In the long term, he said, some of the changes, including a shift away from gain-on-sale accounting treatment for the company's residual holdings, would help both the company and analysts.
"I believe it's a positive from an earnings perspective because it does give them the opportunity to eliminate the use of gain-on-sale accounting," he said, which should create a cleaner and transparent balance sheet.
Another way all the scrutiny could wind up helping is in the company's efforts to sell the mortgage business. Advanta's sale to Fleet Financial Group of its $10.5 billion credit card receivables portfolio later turned sour, with Fleet eventually suing in early 1999 over what it charged was a misappropriation of funds and misrepresentation of the portfolio's value. Advanta countersued and the case is pending with a trial date set for next year. The companies have refrained from commenting on it.

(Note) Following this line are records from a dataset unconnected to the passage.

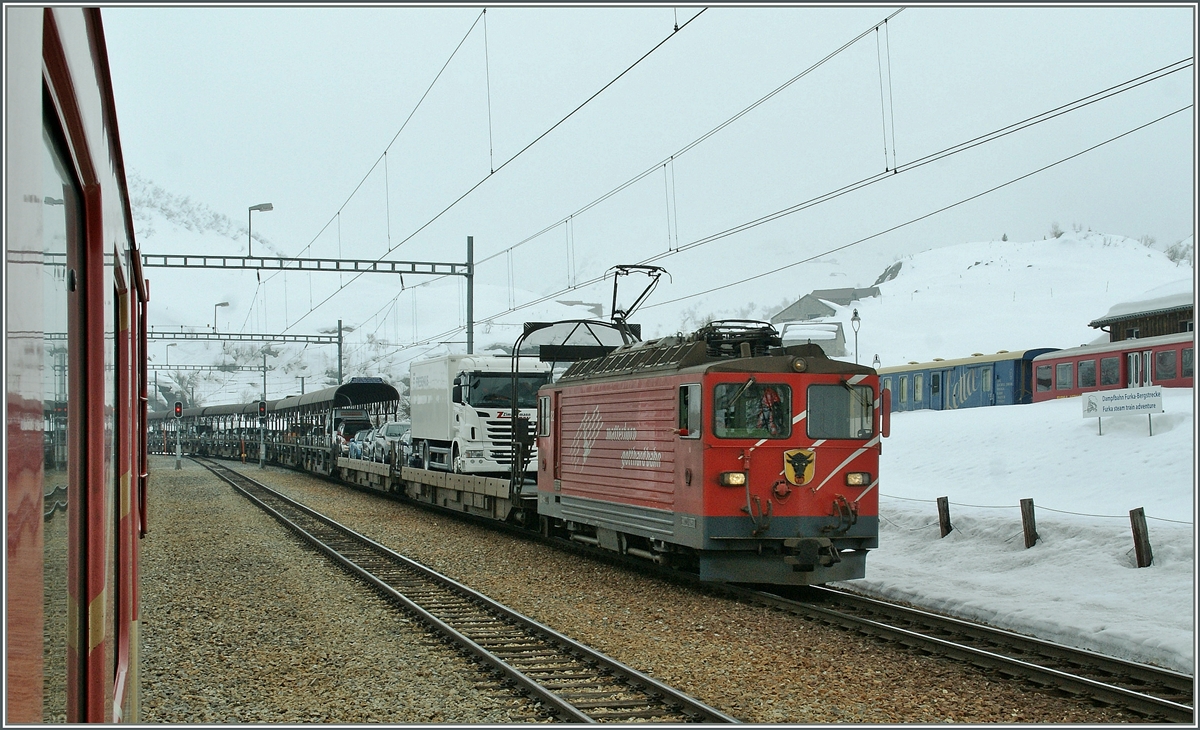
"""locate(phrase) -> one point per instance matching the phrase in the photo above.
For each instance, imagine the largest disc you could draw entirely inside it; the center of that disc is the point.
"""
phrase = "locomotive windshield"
(841, 411)
(495, 389)
(751, 410)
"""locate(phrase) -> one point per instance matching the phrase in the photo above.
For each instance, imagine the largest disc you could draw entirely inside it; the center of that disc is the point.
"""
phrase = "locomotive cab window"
(751, 410)
(1110, 371)
(1087, 374)
(689, 411)
(1043, 378)
(1164, 365)
(1063, 376)
(841, 411)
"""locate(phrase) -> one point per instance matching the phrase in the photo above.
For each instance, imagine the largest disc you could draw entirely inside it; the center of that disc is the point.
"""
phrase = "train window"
(751, 410)
(1164, 365)
(689, 411)
(1043, 378)
(1063, 376)
(1087, 374)
(63, 228)
(544, 414)
(840, 411)
(1110, 371)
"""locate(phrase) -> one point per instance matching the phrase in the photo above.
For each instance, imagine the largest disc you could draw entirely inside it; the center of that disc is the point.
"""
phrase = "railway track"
(573, 681)
(1157, 694)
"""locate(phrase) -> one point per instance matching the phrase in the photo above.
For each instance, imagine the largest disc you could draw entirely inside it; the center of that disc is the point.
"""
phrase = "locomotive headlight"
(732, 479)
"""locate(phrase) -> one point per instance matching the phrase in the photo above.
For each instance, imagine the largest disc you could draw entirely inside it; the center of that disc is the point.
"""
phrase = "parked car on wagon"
(359, 443)
(387, 443)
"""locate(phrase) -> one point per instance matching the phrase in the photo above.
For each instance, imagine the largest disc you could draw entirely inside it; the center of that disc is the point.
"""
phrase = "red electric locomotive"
(76, 386)
(720, 453)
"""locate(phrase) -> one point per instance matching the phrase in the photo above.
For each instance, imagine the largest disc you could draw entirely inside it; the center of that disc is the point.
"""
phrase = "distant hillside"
(150, 202)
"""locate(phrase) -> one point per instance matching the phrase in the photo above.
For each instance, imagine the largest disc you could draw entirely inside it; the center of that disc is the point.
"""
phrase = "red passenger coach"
(75, 386)
(1164, 360)
(720, 453)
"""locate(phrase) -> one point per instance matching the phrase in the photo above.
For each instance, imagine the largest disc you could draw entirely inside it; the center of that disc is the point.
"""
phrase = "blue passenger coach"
(1001, 380)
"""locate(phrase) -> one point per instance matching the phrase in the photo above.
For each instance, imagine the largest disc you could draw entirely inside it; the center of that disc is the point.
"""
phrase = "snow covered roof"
(1173, 297)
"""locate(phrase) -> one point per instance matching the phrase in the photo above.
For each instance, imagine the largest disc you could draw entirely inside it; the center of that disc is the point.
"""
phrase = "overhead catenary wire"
(879, 177)
(682, 151)
(594, 280)
(921, 217)
(487, 78)
(892, 115)
(503, 165)
(883, 107)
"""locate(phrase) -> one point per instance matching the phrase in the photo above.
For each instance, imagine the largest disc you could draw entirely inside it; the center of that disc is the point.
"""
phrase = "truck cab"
(461, 411)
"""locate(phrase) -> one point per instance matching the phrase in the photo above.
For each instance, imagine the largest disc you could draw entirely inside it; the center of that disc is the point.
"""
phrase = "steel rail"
(1038, 672)
(477, 623)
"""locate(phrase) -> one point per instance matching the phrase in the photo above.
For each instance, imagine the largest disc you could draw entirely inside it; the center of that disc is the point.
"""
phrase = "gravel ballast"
(244, 623)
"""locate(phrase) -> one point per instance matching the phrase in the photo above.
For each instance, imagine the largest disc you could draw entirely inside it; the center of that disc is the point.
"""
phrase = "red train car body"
(76, 386)
(1164, 360)
(720, 453)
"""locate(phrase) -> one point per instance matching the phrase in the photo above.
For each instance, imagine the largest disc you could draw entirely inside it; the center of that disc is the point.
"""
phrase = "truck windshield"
(841, 411)
(495, 389)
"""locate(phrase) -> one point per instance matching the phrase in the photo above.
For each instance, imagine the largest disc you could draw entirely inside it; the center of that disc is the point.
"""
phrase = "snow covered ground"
(1079, 584)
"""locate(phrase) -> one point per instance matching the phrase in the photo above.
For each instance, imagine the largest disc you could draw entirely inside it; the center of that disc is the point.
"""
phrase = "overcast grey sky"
(237, 106)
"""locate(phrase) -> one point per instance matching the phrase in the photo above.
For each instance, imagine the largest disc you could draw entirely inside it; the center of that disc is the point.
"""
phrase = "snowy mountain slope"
(947, 301)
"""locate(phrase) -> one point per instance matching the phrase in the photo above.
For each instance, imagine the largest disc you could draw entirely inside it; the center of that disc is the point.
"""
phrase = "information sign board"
(1127, 401)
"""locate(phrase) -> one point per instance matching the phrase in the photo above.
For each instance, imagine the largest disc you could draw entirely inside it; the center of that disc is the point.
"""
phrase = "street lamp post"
(262, 423)
(215, 313)
(855, 323)
(250, 223)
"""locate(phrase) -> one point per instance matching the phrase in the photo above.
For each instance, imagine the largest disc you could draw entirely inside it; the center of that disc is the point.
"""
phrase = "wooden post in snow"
(943, 515)
(1140, 538)
(1027, 524)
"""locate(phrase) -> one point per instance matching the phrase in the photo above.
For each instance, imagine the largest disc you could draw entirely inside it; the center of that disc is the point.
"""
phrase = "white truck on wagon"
(461, 411)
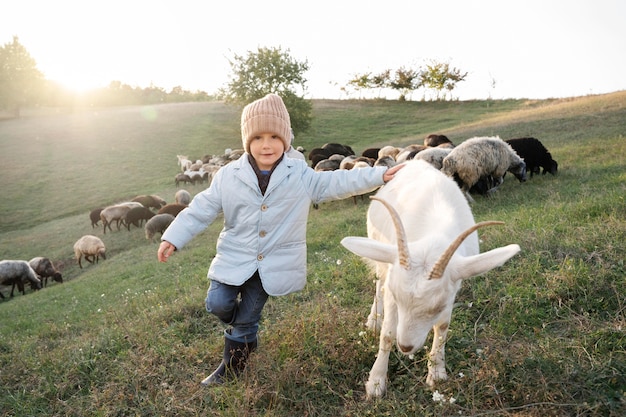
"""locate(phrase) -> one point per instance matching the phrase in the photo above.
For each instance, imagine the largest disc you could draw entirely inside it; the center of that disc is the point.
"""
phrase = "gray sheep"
(91, 247)
(94, 216)
(16, 273)
(182, 197)
(482, 157)
(182, 178)
(45, 269)
(158, 224)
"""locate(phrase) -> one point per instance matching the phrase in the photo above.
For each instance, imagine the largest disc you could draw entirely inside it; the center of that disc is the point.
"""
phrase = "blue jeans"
(239, 306)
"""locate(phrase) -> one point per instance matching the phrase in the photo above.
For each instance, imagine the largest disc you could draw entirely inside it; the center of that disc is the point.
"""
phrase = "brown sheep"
(172, 208)
(45, 269)
(137, 215)
(150, 201)
(91, 247)
(94, 216)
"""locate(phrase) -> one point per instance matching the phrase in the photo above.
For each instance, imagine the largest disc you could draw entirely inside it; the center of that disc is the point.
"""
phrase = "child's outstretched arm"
(388, 175)
(165, 250)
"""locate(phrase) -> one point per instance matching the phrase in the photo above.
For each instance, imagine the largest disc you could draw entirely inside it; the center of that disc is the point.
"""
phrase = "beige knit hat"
(265, 115)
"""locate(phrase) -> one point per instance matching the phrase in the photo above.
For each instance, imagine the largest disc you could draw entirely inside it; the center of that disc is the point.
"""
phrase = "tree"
(441, 78)
(270, 70)
(21, 82)
(406, 80)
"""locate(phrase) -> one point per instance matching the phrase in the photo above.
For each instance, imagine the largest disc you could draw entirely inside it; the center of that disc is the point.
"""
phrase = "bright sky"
(522, 49)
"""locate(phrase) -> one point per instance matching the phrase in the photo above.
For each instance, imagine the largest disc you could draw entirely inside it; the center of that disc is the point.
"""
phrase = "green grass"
(542, 335)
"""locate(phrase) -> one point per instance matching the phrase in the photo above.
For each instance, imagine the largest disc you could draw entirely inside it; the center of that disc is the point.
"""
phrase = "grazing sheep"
(386, 161)
(116, 213)
(437, 140)
(150, 201)
(16, 273)
(371, 153)
(137, 215)
(534, 154)
(327, 151)
(422, 243)
(94, 216)
(91, 247)
(433, 156)
(409, 152)
(45, 269)
(182, 197)
(327, 165)
(182, 178)
(184, 162)
(158, 224)
(388, 151)
(353, 161)
(480, 157)
(172, 208)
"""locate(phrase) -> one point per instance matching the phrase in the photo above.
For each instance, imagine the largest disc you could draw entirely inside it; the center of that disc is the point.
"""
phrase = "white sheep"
(422, 242)
(45, 269)
(16, 273)
(91, 247)
(184, 162)
(157, 224)
(482, 157)
(182, 197)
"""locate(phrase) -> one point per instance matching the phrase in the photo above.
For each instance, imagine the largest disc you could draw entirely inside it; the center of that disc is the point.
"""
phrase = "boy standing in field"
(265, 198)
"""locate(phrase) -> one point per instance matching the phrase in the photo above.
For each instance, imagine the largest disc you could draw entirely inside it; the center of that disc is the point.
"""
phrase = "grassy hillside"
(542, 335)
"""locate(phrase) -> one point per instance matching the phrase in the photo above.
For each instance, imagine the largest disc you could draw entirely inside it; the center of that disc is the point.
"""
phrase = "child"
(265, 198)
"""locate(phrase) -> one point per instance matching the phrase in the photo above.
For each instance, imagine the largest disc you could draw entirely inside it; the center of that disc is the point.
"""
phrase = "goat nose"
(405, 349)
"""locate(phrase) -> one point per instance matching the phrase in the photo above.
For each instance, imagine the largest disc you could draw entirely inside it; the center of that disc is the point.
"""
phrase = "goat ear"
(371, 249)
(484, 262)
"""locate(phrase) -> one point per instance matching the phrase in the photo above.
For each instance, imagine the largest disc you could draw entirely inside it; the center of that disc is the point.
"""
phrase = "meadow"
(543, 335)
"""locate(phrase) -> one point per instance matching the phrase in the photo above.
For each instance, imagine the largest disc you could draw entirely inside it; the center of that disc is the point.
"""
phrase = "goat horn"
(442, 263)
(403, 248)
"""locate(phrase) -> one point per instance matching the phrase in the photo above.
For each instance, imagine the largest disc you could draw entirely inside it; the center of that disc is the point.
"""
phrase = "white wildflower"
(438, 397)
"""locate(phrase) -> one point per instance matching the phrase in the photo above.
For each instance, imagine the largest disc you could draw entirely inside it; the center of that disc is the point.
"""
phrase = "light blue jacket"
(265, 232)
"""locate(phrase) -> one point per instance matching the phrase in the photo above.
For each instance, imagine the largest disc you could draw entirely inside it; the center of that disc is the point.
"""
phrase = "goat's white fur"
(434, 212)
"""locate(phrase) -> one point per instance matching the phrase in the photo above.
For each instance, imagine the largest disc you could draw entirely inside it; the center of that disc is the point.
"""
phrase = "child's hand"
(165, 250)
(389, 174)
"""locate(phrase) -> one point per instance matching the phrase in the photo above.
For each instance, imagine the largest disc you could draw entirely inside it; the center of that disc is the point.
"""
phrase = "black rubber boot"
(233, 362)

This time around, buyers would at least seem to have a very clear idea of what they are getting, given the OCC's extensive work with Advanta in corralling its accounting. Mr. Alter said Advanta officials have entered into discussions with several parties about the sale of its mortgage unit, and that due diligence is currently being performed by some bidders.
If and when the sale occurs, Advanta will be a much smaller company, with its business cards, insurance, and venture capitalist businesses all that remain.
But given how stressful the process has been so far, some analysts are cautious about predicting even the outcome of Advanta's efforts to sell the mortgage business.
"We don't know how that's going to come out," said J. Ryan O'Connell, senior vice president at Moody's Investors Service. "But it would seem that the latest developments would make that a more complicated process."